No clear picture on how many people are killed by police

Federal law does not require police departments to report arrest-related homicides

Every weekend, journalism students from the University of Nevada at Reno meet in Brian Burghart’s dining room to crunch data drawn from police reports from around the country. He is the founder of Fatal Encounters, and he’s using old-school journalism to figure out how many people are killed by police each year in the United States. He has decided to take on this challenge because no government agency comprehensively tracks the number of people who die in police custody. Currently, it’s up to journalists like Burghart and other activists to fill in the missing pieces on deadly police shootings.

“The federal government tracks anything that matters,” says Burghart. “The number of shoes sold, rainfall in Death Valley. The fact that they weren’t collecting this information suggests that it just didn’t matter.”

Ezekiel Edwards of the American Civil Liberties Union also thinks this lack of data about police killings is unsettling.

“We need this data not only to know what the police are doing today and this year, but what did they do last year? And what did they do the year before? And what are the trends? Are they shooting more people? Are they disproportionately African-American? Are those rates growing?”

States not fully participating in the Death in Custody Reporting Act of 2000.

It wasn’t supposed to be like this.
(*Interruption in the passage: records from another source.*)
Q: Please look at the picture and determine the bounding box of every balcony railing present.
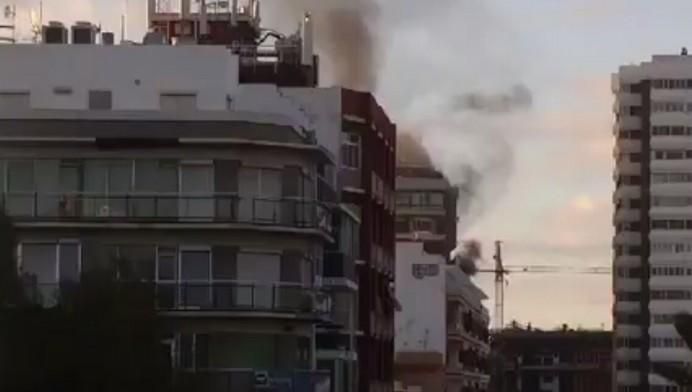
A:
[25,282,332,315]
[179,370,331,392]
[0,192,332,233]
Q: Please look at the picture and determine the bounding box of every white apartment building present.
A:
[395,135,490,392]
[0,20,358,392]
[612,49,692,392]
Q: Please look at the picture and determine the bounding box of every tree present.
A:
[652,313,692,390]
In 2000 Congress passed the Death in Custody Reporting Act, which required states, not individual police departments, to report any person who dies while in police custody. But the law, which expired in 2006, had no teeth, and 16 states and the District of Columbia opted not to fully participate.
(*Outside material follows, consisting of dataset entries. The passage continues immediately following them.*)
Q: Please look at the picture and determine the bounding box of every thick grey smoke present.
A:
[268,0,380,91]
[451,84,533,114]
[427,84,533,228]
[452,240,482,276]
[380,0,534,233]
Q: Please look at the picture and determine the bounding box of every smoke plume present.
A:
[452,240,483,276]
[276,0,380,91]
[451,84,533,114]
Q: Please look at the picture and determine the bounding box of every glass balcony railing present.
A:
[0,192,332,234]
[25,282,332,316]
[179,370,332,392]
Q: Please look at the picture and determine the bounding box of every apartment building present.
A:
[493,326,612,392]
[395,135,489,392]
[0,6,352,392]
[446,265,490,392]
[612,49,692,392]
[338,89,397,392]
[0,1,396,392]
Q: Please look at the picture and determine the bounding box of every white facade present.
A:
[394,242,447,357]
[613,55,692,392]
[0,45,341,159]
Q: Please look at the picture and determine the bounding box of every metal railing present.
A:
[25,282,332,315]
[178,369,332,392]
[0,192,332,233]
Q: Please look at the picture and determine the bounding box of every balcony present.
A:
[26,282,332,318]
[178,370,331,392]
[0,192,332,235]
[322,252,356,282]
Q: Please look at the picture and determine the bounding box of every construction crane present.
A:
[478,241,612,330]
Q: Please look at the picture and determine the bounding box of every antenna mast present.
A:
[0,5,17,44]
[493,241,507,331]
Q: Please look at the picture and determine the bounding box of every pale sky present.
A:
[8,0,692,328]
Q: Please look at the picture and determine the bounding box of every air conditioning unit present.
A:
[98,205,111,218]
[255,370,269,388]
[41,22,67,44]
“Our knowledge on force — on officer-involved shootings, things like that — is patchy,” says Jack Glaser, an associate dean at the University of California at Berkeley’s School of Public Policy. He has published a book detailing the consequences of racial profiling and says that getting any data on arrest-related homicides is “dependent on departments’ collecting the data, sharing the data, and they don’t do that reliably.”

“I mean, in a perfect world, police departments would be reporting this and would be very transparent about it. I don’t have faith that will happen.”

Sam Sinyangwe

Founder, Mapping Police Violence

The Bureau of Judicial Statistics, an arm of the Department of Justice, says it has been able to identify only about half of all arrest-related police homicides. The bureau estimates that the true number of people killed by police annually may be as high 928, but it does not have a definitive total. Fatal Encounters, which uses police reports, media accounts and other research methods, identified 1,192 lives lost at the hands of police in 2014 — 28 percent more than official estimates. 
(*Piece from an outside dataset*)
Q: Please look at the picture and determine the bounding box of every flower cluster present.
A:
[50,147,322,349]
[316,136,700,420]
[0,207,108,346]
“I mean, in a perfect world, police departments would be reporting this and would be very transparent about it. I don’t have faith that will happen,” says Sam Sinyangwe, a 25-year-old Stanford University graduate who created the website Mapping Police Violence. He has analyzed the data from Fatal Encounters’ website and other activist sites like Killed by Police. Drawing from his background in statistical analysis, he has broken down their data by race, gender, age and location and has reached some eye-opening conclusions.

Sam Sinyangwe, right, the creator of the Mapping Police Violence website, shows research to correspondent Jake Ward.

“We’ve learned that what the protesters are saying is absolutely correct and is validated by the data,” he says. “Black folks are three times more likely to be killed by police than white folks in this country. We also know that black folks are more likely to be killed if they’re unarmed, compared to white folks. In fact, more black people who are unarmed were killed by police than white people who are unarmed, despite the fact that white people are five times greater in terms of population in this country.”

His analysis has revealed other disturbing trends. For example, he says, your odds of being killed by police depend on where you live. A black person in Florida, his analysis shows, is two and a half times as likely to be killed by police as in Georgia. An African-American in St. Louis is five times as likely to be killed by police as a black person in New York City, and a black person is 10 times as likely to be killed by police in Oklahoma as in Virginia.

A new Death in Custody Reporting Act was passed by Congress and signed into law by President Barack Obama in 2014. But many experts, including Edwards, say it’s not enough. “The reason it’s insufficient is that it’s still voluntary. So you’re relying on the goodwill of police departments to be as transparent and accountable as possible, which history has shown doesn’t seem to come naturally,” he says.

For now, Burghart plans to continue having his interns catalog the boxes of police reports stacked on his dining room table. “Most people think human life matters more than just about anything you could be concerned with,” he says. “And for our government not to care enough to track who it’s killing and why it’s killing them is incomprehensible.”